Best Practices (Advanced)

1. Workflow Design

Structure Your Code Properly

# ✅ Good: Clear separation of concerns
class DataProcessor:
    async def process(self, data: list[dict]) -> list[dict]:
        cleaned = await self.clean_data(data)
        enriched = await self.enrich_data(cleaned)
        return await self.validate_results(enriched)
    
    async def clean_data(self, data: list[dict]) -> list[dict]:
        """Remove invalid entries and normalize formats."""
        return [item for item in data if self.is_valid_entry(item)]
    
    async def enrich_data(self, data: list[dict]) -> list[dict]:
        """Add additional information from external sources."""
        enriched = []
        async with AsyncCodewordsClient() as client:
            for item in data:
                enriched_item = await self.enrich_single_item(client, item)
                enriched.append(enriched_item)
        return enriched
    
    async def validate_results(self, data: list[dict]) -> list[dict]:
        """Validate final data quality."""
        return [item for item in data if self.meets_quality_threshold(item)]
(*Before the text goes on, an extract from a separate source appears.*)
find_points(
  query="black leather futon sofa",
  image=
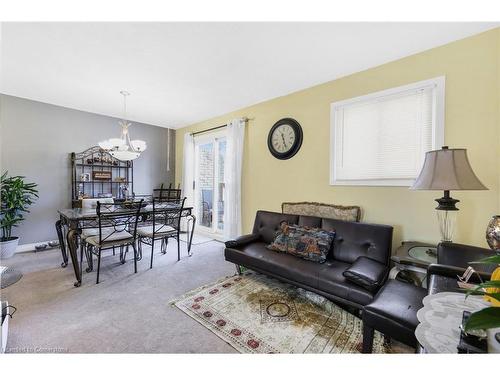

# ❌ Bad: Everything in one function
@app.post("/")
async def process_everything(request):
    # 200 lines of mixed logic...
    pass

Use Proper Error Handling

import asyncio
import httpx
from fastapi import HTTPException

# ✅ Good: Specific error handling with proper async patterns
async def make_api_call_with_retry(url: str, max_retries: int = 3) -> dict:
    """Make API call with exponential backoff retry."""
    async with httpx.AsyncClient() as client:
        for attempt in range(max_retries):
            try:
                response = await client.get(url, timeout=30.0)
                response.raise_for_status()
                return response.json()
            except httpx.HTTPStatusError as e:
                if e.response.status_code == 429:
                    # Handle rate limiting with exponential backoff
                    delay = 2 ** attempt
                    logger.warning("Rate limited, retrying", attempt=attempt + 1, delay=delay)
                    await asyncio.sleep(delay)
                    continue
                elif e.response.status_code >= 500:
                    # Server error - retry
                    if attempt == max_retries - 1:
                        raise HTTPException(status_code=502, detail="External service unavailable")
                    delay = 2 ** attempt
                    await asyncio.sleep(delay)
                    continue
                else:
                    # Client error - don't retry
                    raise HTTPException(status_code=e.response.status_code, detail="External API error")
            except httpx.TimeoutException:
                if attempt == max_retries - 1:
                    raise HTTPException(status_code=504, detail="Request timeout")
                await asyncio.sleep(2 ** attempt)
                continue
        
        raise HTTPException(status_code=502, detail="Max retries exceeded")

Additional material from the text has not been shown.